Gagnante de la 1ère place : Susanne Middelberg (Pays-Bas)

« Dans mes portraits, je recherche l’honnêteté et la vulnérabilité. Je crois que la vulnérabilité fait de nous des êtres humains plus gentils et que cela rend le monde un peu plus amical et plus compréhensif. Les personnes qui se montrent vulnérables donnent à l’autre la confiance qu’il peut lui-même être ce qu’il est.
Ce qui me fascine le plus, c’est de voir les qualités opposées d’une personne au même moment. Je trouve cela passionnant car les gens sont complexes. J’espère que le portrait touche quelque chose du spectateur lui-même.
Dans cette série, j’ai choisi d’utiliser uniquement la lumière du jour pour rendre l’image aussi naturelle que possible. »
Gagnant de la 2e place : Aline Smithson (États-Unis)
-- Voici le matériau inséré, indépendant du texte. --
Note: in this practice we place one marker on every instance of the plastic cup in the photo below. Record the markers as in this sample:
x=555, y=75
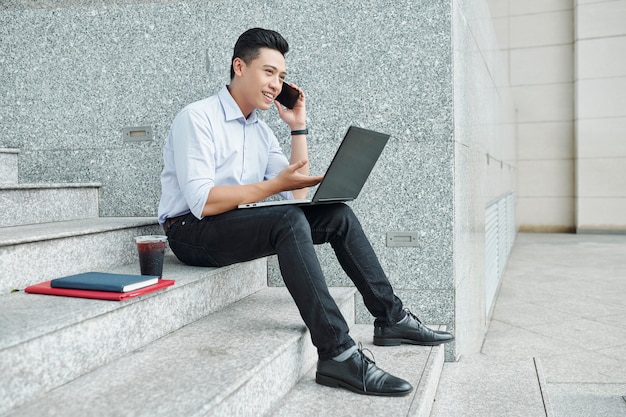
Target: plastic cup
x=151, y=250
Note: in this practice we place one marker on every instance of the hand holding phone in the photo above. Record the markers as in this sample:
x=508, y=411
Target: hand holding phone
x=288, y=96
« Cette composition fait directement référence à l’une des peintures les plus célèbres de l’artiste américain James McNeill Whistle, la « Mère de Whistler ».
Utilisant ma propre mère comme muse, cette série a été produite sous forme de tirages à la gélatine argentique peints à la main. »
Gagnante de la 3ème place : Maura Allen (États-Unis)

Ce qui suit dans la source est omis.